HR Practices and Organizational Performance: What Role Does Employee Satisfaction Play?

Abstract
Maintaining employee safety and satisfaction can result in increased sales, lower costs, and a stronger bottom line. Employees often support the company's mission and work hard to help it achieve its goals when they believe the company has its best interest at heart. Hence, the study aims to examine the role of employee satisfaction between HR practices and organizational performance. A quantitative research methodology and a deductive research approach are used to assess the relationship between variables. HR practices, such as selection, training, compensation, performance evaluation, and employee engagement, were used as independent variables, and their effect on organizational performance, the dependent variable, was measured, with employee satisfaction as a mediating variable. The primary data was obtained from Pakistani bank employees using a 5-point Likert scale questionnaire, and the data was analyzed using smart PLS. According to the results of this study, HR practices are found to be substantially and positively linked to organizational success.

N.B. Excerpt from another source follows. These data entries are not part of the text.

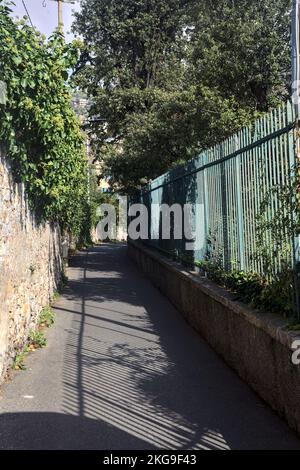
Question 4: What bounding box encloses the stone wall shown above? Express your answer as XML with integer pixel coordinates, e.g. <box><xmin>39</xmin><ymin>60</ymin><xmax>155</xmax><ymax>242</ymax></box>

<box><xmin>128</xmin><ymin>241</ymin><xmax>300</xmax><ymax>434</ymax></box>
<box><xmin>0</xmin><ymin>148</ymin><xmax>62</xmax><ymax>381</ymax></box>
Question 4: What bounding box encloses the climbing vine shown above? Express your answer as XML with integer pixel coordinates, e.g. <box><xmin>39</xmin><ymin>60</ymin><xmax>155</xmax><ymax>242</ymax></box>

<box><xmin>0</xmin><ymin>0</ymin><xmax>87</xmax><ymax>236</ymax></box>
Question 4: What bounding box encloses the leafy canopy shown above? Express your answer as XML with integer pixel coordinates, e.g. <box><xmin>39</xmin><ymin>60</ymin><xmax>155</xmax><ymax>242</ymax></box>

<box><xmin>74</xmin><ymin>0</ymin><xmax>292</xmax><ymax>192</ymax></box>
<box><xmin>0</xmin><ymin>0</ymin><xmax>87</xmax><ymax>235</ymax></box>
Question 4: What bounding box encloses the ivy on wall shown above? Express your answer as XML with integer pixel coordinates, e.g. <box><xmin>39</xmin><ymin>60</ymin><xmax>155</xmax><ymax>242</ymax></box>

<box><xmin>0</xmin><ymin>0</ymin><xmax>88</xmax><ymax>236</ymax></box>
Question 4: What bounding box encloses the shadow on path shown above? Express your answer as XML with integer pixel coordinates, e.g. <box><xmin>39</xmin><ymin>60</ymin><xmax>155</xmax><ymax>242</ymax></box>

<box><xmin>0</xmin><ymin>245</ymin><xmax>300</xmax><ymax>450</ymax></box>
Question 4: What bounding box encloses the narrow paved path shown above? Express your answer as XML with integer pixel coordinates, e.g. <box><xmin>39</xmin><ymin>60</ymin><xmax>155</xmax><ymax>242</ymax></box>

<box><xmin>0</xmin><ymin>245</ymin><xmax>300</xmax><ymax>450</ymax></box>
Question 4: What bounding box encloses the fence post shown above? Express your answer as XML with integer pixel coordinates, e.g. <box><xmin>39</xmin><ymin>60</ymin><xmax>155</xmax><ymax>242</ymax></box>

<box><xmin>235</xmin><ymin>136</ymin><xmax>245</xmax><ymax>271</ymax></box>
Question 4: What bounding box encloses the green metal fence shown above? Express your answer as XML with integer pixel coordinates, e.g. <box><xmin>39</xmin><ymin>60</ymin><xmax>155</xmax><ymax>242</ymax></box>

<box><xmin>135</xmin><ymin>103</ymin><xmax>297</xmax><ymax>286</ymax></box>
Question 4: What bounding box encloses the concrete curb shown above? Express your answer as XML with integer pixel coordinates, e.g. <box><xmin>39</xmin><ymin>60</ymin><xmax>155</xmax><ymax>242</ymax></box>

<box><xmin>128</xmin><ymin>241</ymin><xmax>300</xmax><ymax>434</ymax></box>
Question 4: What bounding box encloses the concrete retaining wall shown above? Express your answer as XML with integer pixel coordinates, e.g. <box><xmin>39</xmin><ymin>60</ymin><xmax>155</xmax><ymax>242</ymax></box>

<box><xmin>128</xmin><ymin>242</ymin><xmax>300</xmax><ymax>434</ymax></box>
<box><xmin>0</xmin><ymin>149</ymin><xmax>62</xmax><ymax>382</ymax></box>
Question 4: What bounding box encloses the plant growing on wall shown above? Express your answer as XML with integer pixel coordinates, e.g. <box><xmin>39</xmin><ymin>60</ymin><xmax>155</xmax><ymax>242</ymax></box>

<box><xmin>0</xmin><ymin>0</ymin><xmax>88</xmax><ymax>236</ymax></box>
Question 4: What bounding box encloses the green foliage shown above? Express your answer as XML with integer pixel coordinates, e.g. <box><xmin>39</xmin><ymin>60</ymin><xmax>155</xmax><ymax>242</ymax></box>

<box><xmin>189</xmin><ymin>0</ymin><xmax>292</xmax><ymax>111</ymax></box>
<box><xmin>74</xmin><ymin>0</ymin><xmax>291</xmax><ymax>193</ymax></box>
<box><xmin>0</xmin><ymin>0</ymin><xmax>87</xmax><ymax>236</ymax></box>
<box><xmin>13</xmin><ymin>347</ymin><xmax>29</xmax><ymax>370</ymax></box>
<box><xmin>198</xmin><ymin>262</ymin><xmax>295</xmax><ymax>317</ymax></box>
<box><xmin>28</xmin><ymin>331</ymin><xmax>47</xmax><ymax>349</ymax></box>
<box><xmin>39</xmin><ymin>306</ymin><xmax>55</xmax><ymax>328</ymax></box>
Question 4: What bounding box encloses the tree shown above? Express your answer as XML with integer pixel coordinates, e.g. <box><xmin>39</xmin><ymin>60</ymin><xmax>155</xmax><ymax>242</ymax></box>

<box><xmin>189</xmin><ymin>0</ymin><xmax>292</xmax><ymax>111</ymax></box>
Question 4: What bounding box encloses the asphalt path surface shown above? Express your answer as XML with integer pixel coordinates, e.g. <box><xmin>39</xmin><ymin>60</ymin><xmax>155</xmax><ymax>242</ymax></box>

<box><xmin>0</xmin><ymin>245</ymin><xmax>300</xmax><ymax>450</ymax></box>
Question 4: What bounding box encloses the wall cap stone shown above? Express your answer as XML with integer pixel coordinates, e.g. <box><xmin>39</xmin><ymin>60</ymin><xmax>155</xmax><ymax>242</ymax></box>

<box><xmin>128</xmin><ymin>240</ymin><xmax>300</xmax><ymax>349</ymax></box>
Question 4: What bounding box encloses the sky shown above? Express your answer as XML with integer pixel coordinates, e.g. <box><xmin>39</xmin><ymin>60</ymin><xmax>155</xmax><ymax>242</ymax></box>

<box><xmin>12</xmin><ymin>0</ymin><xmax>80</xmax><ymax>40</ymax></box>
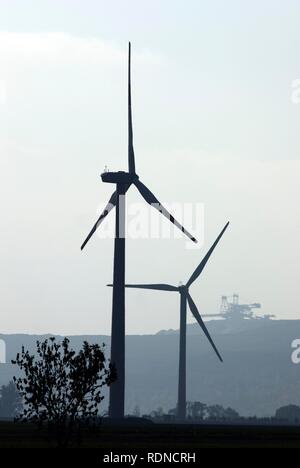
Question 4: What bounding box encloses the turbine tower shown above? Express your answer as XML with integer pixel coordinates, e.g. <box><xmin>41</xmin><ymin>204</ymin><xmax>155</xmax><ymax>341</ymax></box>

<box><xmin>108</xmin><ymin>222</ymin><xmax>229</xmax><ymax>419</ymax></box>
<box><xmin>81</xmin><ymin>42</ymin><xmax>197</xmax><ymax>418</ymax></box>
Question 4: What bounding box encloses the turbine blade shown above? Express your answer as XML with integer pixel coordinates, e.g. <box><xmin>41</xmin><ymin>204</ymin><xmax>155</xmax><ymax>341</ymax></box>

<box><xmin>106</xmin><ymin>283</ymin><xmax>178</xmax><ymax>291</ymax></box>
<box><xmin>187</xmin><ymin>294</ymin><xmax>223</xmax><ymax>362</ymax></box>
<box><xmin>81</xmin><ymin>192</ymin><xmax>117</xmax><ymax>250</ymax></box>
<box><xmin>133</xmin><ymin>180</ymin><xmax>197</xmax><ymax>242</ymax></box>
<box><xmin>128</xmin><ymin>42</ymin><xmax>135</xmax><ymax>174</ymax></box>
<box><xmin>186</xmin><ymin>222</ymin><xmax>229</xmax><ymax>288</ymax></box>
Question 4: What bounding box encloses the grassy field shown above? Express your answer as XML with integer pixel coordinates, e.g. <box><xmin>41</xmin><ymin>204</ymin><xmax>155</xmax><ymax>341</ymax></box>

<box><xmin>0</xmin><ymin>422</ymin><xmax>300</xmax><ymax>451</ymax></box>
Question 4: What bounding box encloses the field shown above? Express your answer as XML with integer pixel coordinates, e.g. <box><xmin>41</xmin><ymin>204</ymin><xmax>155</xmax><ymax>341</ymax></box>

<box><xmin>0</xmin><ymin>422</ymin><xmax>300</xmax><ymax>453</ymax></box>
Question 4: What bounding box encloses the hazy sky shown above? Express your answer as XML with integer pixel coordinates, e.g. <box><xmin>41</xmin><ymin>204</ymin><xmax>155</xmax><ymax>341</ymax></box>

<box><xmin>0</xmin><ymin>0</ymin><xmax>300</xmax><ymax>334</ymax></box>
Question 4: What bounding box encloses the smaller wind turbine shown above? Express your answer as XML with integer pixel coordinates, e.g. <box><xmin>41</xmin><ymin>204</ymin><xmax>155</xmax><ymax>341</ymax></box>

<box><xmin>108</xmin><ymin>222</ymin><xmax>229</xmax><ymax>419</ymax></box>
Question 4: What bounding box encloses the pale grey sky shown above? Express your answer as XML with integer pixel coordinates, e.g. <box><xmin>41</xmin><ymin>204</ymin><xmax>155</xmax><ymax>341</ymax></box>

<box><xmin>0</xmin><ymin>0</ymin><xmax>300</xmax><ymax>333</ymax></box>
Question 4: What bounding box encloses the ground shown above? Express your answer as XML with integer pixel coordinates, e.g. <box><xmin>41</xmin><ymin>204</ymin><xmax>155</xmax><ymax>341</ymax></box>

<box><xmin>0</xmin><ymin>422</ymin><xmax>300</xmax><ymax>453</ymax></box>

In the present study organizational performance and employee satisfaction and have been assessed as unidirectional measures in the context of the impact of HR practices on the performance of the banking industry. In the future, the addition of secondary data will add value to the findings of the present study. The study's findings would also act as effective guidance for other organizations in terms of the value of HR practices that result in profit maximization. Keywords: HR Practices, Banking Industry, Employee Job Satisfaction, and Organizational Performance.